Handling panic episodes often calls for reassessing stressors in your life. You might step back from a demanding job or leave a harmful relationship. Embracing regular healthy habits like daily exercise, sleep, and mindful breathing bolsters overall emotional strength.
We provide specialized support for panic disorders, offering both telehealth and in-person therapy. Our clinicians deliver evidence-based treatments tailored to your unique needs and preferences.
Fast Relief from Panic Attacks
If you’re having a panic attack and professional help isn’t immediately available, these techniques could help relieve your symptoms:
- Try methods such as the 4-7-8 breathing exercise to calm your pulse.

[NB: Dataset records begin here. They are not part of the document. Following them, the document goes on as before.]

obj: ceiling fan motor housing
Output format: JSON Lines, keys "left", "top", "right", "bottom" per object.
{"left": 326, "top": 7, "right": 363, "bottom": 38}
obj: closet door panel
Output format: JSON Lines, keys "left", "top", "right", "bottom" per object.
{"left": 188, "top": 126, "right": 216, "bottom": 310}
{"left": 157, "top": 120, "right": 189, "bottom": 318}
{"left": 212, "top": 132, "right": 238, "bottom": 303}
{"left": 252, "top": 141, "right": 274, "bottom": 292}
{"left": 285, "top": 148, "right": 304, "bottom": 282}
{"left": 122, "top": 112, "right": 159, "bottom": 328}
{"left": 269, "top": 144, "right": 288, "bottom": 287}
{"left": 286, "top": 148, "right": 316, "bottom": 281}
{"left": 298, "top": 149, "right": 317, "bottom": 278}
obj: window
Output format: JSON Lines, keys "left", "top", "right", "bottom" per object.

Remind yourself, “This is a panic attack. It will pass.”
- Tell yourself, “You’re experiencing a panic attack. It will end.” Focus on your surroundings—identify three things you can hear, feel, or see.
- Pay attention to where you are: name three sounds, sensations, or sights. Relax each muscle group in your body one by one, starting with your feet.
- Slowly release tension from every muscle in your body individually, beginning at your toes. “I am safe,” or “This feeling will fade.”
- Categories game: Mentally list items in a favorite category—books, foods, cities, etc.
- Think of things you love—movies, meals, destinations, songs, hobbies, etc.
These calming techniques aren’t meant to replace professional care, but they can offer relief during severe distress. A licensed therapist can work with you on a customized plan that suits your needs.
Whether you prefer to meet in person or online, Equilibrium Mental Health Services offers flexible treatment options designed to fit your life.
We connect you with skilled professionals who can help you better understand and manage panic attacks effectively.